Scanners typically read red-green-blue color (RGB) data from the array. This data is then processed with some proprietary algorithm to correct for different exposure conditions, and sent to the computer via the device's input/output interface (usually USB, previous to which was SCSI or bidirectional parallel port in older units).

Color depth varies depending on the scanning array characteristics, but is usually at least 24 bits. High quality models have 36-48 bits of color depth.

Another qualifying parameter for a scanner is its resolution, measured in pixels per inch (ppi), sometimes more accurately referred to as Samples per inch (spi). Instead of using the scanner's true optical resolution, the only meaningful parameter, manufacturers like to refer to the interpolated resolution, which is much higher thanks to software interpolation. As of 2009, a high-end flatbed scanner can scan up to 5400 ppi and drum scanners have an optical resolution of between 3,000 and 24,000 ppi.

Manufacturers often claim interpolated resolutions as high as 19,200 ppi; but such numbers carry little meaningful value, because the number of possible interpolated pixels is unlimited and doing so does not increase the level of captured detail.

The size of the file created increases with the square of the resolution; doubling the resolution quadruples the file size.

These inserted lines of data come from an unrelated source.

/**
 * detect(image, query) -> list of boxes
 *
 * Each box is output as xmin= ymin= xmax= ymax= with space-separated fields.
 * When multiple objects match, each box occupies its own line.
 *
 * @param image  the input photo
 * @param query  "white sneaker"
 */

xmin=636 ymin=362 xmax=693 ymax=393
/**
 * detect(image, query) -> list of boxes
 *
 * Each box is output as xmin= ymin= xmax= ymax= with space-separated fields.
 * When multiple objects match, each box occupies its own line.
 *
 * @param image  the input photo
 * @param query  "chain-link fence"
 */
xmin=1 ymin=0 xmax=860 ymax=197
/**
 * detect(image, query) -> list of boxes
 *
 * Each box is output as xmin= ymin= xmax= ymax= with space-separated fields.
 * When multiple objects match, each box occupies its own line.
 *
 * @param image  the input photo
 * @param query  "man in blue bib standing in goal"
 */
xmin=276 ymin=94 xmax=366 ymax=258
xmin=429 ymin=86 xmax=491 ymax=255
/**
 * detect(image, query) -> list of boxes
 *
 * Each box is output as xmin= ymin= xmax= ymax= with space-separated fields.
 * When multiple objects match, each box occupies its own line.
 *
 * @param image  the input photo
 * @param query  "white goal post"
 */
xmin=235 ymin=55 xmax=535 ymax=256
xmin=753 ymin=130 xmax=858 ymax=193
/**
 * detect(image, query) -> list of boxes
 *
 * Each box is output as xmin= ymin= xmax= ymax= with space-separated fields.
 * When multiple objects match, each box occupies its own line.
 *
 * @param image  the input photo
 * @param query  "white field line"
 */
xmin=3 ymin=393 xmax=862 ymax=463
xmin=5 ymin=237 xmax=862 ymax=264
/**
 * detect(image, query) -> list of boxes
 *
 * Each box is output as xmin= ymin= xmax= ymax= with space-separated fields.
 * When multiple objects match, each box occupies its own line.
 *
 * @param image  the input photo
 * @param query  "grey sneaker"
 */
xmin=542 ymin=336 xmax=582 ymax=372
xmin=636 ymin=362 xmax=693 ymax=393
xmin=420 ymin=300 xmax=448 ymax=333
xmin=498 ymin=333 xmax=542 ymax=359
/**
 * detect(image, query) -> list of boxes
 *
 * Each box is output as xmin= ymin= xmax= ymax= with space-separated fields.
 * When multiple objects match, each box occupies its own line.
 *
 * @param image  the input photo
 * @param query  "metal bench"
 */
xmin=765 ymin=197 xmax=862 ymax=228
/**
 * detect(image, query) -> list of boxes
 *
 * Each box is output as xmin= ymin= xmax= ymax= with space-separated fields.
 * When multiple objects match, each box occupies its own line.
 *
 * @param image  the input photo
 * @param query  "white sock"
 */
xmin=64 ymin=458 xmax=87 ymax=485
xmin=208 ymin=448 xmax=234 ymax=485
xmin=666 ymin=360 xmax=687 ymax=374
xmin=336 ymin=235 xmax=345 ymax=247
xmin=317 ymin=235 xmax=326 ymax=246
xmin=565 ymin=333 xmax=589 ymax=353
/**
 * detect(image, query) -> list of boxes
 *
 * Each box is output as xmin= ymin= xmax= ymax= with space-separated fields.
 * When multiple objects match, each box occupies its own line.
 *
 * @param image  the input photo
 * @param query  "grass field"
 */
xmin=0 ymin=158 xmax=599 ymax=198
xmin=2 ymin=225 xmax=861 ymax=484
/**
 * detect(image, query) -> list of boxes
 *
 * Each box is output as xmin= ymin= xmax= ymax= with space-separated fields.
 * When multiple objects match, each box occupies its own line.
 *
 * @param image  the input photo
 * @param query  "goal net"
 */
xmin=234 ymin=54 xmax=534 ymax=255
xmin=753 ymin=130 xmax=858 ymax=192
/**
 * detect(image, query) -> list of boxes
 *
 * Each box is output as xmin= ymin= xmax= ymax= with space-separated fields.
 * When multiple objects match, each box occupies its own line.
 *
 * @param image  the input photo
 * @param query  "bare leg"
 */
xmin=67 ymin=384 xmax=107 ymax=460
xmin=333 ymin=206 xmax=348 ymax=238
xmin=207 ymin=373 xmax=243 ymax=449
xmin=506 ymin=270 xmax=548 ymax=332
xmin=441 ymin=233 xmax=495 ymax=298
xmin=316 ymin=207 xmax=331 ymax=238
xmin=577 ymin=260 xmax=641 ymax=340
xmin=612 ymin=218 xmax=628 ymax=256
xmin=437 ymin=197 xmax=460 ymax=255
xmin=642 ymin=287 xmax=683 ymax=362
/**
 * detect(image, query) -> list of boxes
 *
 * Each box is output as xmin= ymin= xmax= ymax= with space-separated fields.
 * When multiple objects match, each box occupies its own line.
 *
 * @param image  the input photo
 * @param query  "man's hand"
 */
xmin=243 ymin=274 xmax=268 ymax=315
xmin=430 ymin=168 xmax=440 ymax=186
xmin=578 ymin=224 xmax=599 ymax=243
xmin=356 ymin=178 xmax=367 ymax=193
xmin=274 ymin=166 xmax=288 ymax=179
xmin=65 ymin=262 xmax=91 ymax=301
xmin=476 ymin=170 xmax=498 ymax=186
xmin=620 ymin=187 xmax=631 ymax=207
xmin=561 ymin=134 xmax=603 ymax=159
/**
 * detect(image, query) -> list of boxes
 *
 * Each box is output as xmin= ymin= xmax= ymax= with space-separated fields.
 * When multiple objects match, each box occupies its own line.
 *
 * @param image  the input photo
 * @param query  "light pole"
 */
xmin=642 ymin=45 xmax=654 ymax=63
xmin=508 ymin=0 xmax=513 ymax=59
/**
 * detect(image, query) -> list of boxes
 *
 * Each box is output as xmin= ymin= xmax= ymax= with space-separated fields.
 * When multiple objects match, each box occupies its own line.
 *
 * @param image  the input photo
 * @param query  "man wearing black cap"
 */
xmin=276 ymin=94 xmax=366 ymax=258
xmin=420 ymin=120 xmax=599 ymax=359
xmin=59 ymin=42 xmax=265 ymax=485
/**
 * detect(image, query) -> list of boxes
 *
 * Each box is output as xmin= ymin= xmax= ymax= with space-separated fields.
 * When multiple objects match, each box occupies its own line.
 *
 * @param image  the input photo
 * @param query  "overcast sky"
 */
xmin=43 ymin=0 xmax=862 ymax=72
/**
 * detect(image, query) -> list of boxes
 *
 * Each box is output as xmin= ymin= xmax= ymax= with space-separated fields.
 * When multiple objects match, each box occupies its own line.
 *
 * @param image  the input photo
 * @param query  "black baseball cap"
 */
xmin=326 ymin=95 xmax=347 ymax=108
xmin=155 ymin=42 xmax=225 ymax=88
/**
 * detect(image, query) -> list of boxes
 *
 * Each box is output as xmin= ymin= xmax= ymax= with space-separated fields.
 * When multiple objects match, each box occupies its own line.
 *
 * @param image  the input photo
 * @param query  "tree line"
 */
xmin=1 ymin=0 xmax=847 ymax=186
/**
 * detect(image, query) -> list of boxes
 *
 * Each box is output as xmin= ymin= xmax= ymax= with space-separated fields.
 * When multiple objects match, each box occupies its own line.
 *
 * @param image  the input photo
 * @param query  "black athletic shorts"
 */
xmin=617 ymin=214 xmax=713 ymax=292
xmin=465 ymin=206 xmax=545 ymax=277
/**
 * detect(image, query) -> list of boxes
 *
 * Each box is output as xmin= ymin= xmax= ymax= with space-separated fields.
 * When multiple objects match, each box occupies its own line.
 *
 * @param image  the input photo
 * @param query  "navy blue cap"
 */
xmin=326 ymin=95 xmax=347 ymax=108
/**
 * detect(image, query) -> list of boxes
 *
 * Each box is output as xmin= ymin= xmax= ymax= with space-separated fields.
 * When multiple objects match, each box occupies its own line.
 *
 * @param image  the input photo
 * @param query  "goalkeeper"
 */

A resolution must be chosen that is within the capabilities of the equipment, preserves sufficient detail, and does not produce a file of excessive size. The file size can be reduced for a given resolution by using "lossy" compression methods such as JPEG, at some cost in quality. If the best possible quality is required lossless compression should be used; reduced-quality files of smaller size can be produced from such an image when required (e.g., image designed to be printed on a full page, and a much smaller file to be displayed as part of a fast-loading web page).

Purity can be diminished by scanner noise, optical flare, poor analog to digital conversion, scratches, dust, Newton rings, out of focus sensors, improper scanner operation, and poor software. Drum scanners are said to produce the purest digital representations of the film, followed by high end film scanners that use the larger Kodak Tri-Linear sensors.

The third important parameter for a scanner is its density range or Drange (see Densitometry). A high density range means that the scanner is able to record shadow details and brightness details in one scan. Density of film is measured on a base 10 log scale and varies between 0.0 (transparent) and 4.0, about 13 stops. The maximum density of negative film is up to 3.0d (density), while slide film can reach 4.0d. Slower film can reach higher density than faster film. Consumer level flatbed scanners have a Drange in the 2.5-3.0 range, adequate for negative film. High end flatbed scanners can reach a Drange of 3.7. Drum scanners have a Drange of 3.6-4.5.

By combining full-color imagery with 3D models, modern hand-held scanners are able to completely reproduce objects electronically. The addition of 3D color printers enables accurate miniaturization of these objects, with applications across many industries and professions.